I just had Michael Savage on...
I'd really like to like the guy... Well, the fact is that I do like him. He has a lot of the qualities I like in a person: he's friendly; he's crazy; he has a hard edge... He's tough. He's cool.
And he's smart... but he don't know nothin' about economics. George W. Bush knows a lot more. Keynes and Marx knew more economics than Savage. And I have zero respect for them: Marx for placing political prejudice above science and Keynes for placing personal gain above Truth - political, scientific or philosophical. "In the long run we are all dead" indeed. He died rich. Where'd he leave us? With Samuelson (who had to revise his estimates of Soviet productivity downward with every edition of his famous economics text) and Krugman, that's where!
But Savage... What's his excuse? He, and his beloved Pat Buchanen, keep espousing the economics of the Unions, who learned everything they know from Karl Marx. Who learned everything he knew from Ricardo and Smith, who, for some bizarre reason (Rothbard blames Calvinism) created the Labor Theory of Value (Smith, which led directly to Ricardo's Iron Law of Wages); a theory held by none of his predecessors that was blown out of the water by the Theory of Marginal Utility in the 1870s.
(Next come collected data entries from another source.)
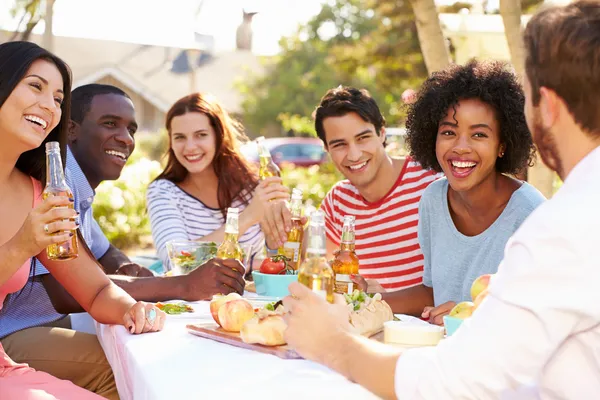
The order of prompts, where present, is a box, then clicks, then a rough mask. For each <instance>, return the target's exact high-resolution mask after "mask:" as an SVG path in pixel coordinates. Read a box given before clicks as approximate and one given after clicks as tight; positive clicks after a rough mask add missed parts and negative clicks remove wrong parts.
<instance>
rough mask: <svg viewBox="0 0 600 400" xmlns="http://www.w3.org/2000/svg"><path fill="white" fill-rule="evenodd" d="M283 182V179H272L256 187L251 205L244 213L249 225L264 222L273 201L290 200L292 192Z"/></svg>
mask: <svg viewBox="0 0 600 400" xmlns="http://www.w3.org/2000/svg"><path fill="white" fill-rule="evenodd" d="M282 182H283V181H282V180H281V178H278V177H271V178H266V179H264V180H262V181H260V183H259V184H258V185H257V186H256V189H255V190H254V195H253V196H252V200H251V201H250V204H249V205H248V207H246V209H245V210H244V211H243V212H242V216H243V217H244V218H247V221H248V222H249V225H254V224H256V223H259V222H262V221H263V219H264V217H265V213H266V210H267V209H268V207H269V203H270V202H271V201H273V200H288V199H289V198H290V190H289V189H288V188H286V187H285V186H283V185H282Z"/></svg>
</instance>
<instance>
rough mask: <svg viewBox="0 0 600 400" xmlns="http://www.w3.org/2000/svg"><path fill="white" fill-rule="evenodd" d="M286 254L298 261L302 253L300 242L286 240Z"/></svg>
mask: <svg viewBox="0 0 600 400" xmlns="http://www.w3.org/2000/svg"><path fill="white" fill-rule="evenodd" d="M283 253H284V255H285V256H286V257H287V258H289V259H290V260H292V262H298V257H299V255H300V243H298V242H285V243H284V245H283Z"/></svg>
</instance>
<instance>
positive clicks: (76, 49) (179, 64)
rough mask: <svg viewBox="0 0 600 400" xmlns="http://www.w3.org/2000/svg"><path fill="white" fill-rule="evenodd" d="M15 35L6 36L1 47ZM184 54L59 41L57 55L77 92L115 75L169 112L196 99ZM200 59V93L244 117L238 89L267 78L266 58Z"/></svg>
mask: <svg viewBox="0 0 600 400" xmlns="http://www.w3.org/2000/svg"><path fill="white" fill-rule="evenodd" d="M11 34H12V33H11V32H6V31H0V42H2V41H4V40H6V39H8V37H10V35H11ZM3 39H4V40H3ZM30 40H31V41H32V42H35V43H38V44H41V41H42V36H41V35H32V36H31V38H30ZM184 51H185V49H182V48H176V47H164V46H152V45H142V44H135V43H124V42H115V41H107V40H96V39H84V38H74V37H64V36H55V37H54V53H55V54H56V55H58V56H59V57H61V58H62V59H63V60H65V61H66V62H67V64H69V66H70V67H71V69H72V71H73V86H74V87H76V86H80V85H83V84H86V83H91V82H95V81H97V80H98V79H101V78H103V77H105V76H107V75H111V76H113V77H114V78H116V79H118V80H119V81H121V82H123V83H124V84H126V85H127V86H129V87H130V88H131V90H133V91H135V92H137V93H138V94H140V95H142V96H143V97H144V98H146V100H148V101H149V102H150V103H151V104H153V105H154V106H156V107H157V108H158V109H160V110H162V111H164V112H166V111H167V110H168V108H169V107H170V106H171V104H173V103H174V102H175V101H177V100H178V99H180V98H181V97H183V96H185V95H187V94H189V93H190V75H189V74H188V73H185V72H184V73H181V72H174V70H175V71H181V70H182V68H181V66H182V62H185V61H186V60H187V59H186V58H185V55H183V56H182V52H184ZM200 57H201V59H200V60H199V63H201V65H200V66H199V67H198V68H197V69H196V86H197V91H200V92H209V93H212V94H213V95H215V96H216V97H217V98H218V99H219V100H220V102H221V103H222V104H223V106H224V107H225V108H226V109H227V110H228V111H230V112H234V113H235V112H239V111H240V110H241V108H240V104H241V96H240V94H239V93H238V91H237V90H236V89H235V87H234V83H235V82H236V80H238V79H244V77H246V76H247V75H248V74H249V73H250V74H262V73H263V72H264V67H263V63H262V62H261V58H263V57H259V56H257V55H255V54H252V53H251V52H249V51H227V52H220V53H215V54H210V55H209V57H207V54H203V55H201V56H200ZM174 63H175V65H174ZM174 66H175V68H173V67H174ZM183 69H185V68H183Z"/></svg>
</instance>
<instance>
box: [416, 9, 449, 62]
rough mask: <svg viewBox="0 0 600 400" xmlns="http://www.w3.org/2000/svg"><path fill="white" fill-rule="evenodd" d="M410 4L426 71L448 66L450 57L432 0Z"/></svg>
mask: <svg viewBox="0 0 600 400" xmlns="http://www.w3.org/2000/svg"><path fill="white" fill-rule="evenodd" d="M411 4H412V6H413V10H414V13H415V18H416V21H417V30H418V32H419V42H420V43H421V51H422V52H423V57H424V58H425V65H427V71H429V73H432V72H435V71H438V70H441V69H444V68H446V67H447V66H448V65H449V64H450V55H449V53H448V47H447V45H446V40H445V39H444V35H443V33H442V28H441V26H440V19H439V17H438V13H437V8H436V6H435V2H434V0H412V1H411Z"/></svg>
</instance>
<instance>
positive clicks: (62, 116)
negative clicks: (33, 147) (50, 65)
mask: <svg viewBox="0 0 600 400" xmlns="http://www.w3.org/2000/svg"><path fill="white" fill-rule="evenodd" d="M40 59H41V60H46V61H49V62H51V63H53V64H54V65H55V66H56V68H57V69H58V71H59V72H60V74H61V76H62V79H63V85H64V87H63V91H64V92H65V94H64V100H63V103H62V105H61V109H62V115H61V117H60V122H59V123H58V125H57V126H56V128H54V129H53V130H52V132H50V133H49V134H48V136H46V139H44V142H43V143H42V145H41V146H39V147H38V148H35V149H32V150H29V151H26V152H25V153H23V154H21V156H19V159H18V160H17V165H16V167H17V168H18V169H19V170H20V171H21V172H23V173H24V174H27V175H29V176H31V177H33V178H35V179H37V180H39V181H40V182H41V183H42V185H45V184H46V153H45V147H46V142H53V141H54V142H59V143H60V151H61V156H62V160H63V166H64V165H65V157H66V154H67V128H68V126H69V119H70V117H71V69H70V68H69V66H68V65H67V64H66V63H65V62H64V61H63V60H61V59H60V58H58V57H57V56H55V55H54V54H52V53H50V52H49V51H48V50H46V49H43V48H41V47H40V46H38V45H37V44H35V43H30V42H8V43H3V44H0V108H1V107H2V105H3V104H4V102H6V99H8V97H9V96H10V94H11V93H12V92H13V90H14V89H15V87H16V86H17V85H18V84H19V82H21V80H22V79H23V78H24V77H25V74H26V73H27V71H28V70H29V68H30V67H31V64H33V62H34V61H37V60H40Z"/></svg>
The Physiocrats were closer to the truth (though they were also wrong).
But Smith, Ricardo, Thomas Malthus, Marx and Keynes ALL understood economics better than modern unions, Pat Buchanen and Michael Savage.
The Trade Deficit means that we have money (somehow) that others value (somehow) and they have goods that we value. My question is: why do they value our money? And further: how do we make it valuable, and how do we keep from f***ing that up?
You can buy gold in 1/10 oz coins. If you're really worried about our money, you should buy some. I'll plug in some links when I have more time, but a Google search will tell you as much as I will. I'd recommend California Numismatics if you're really concerned.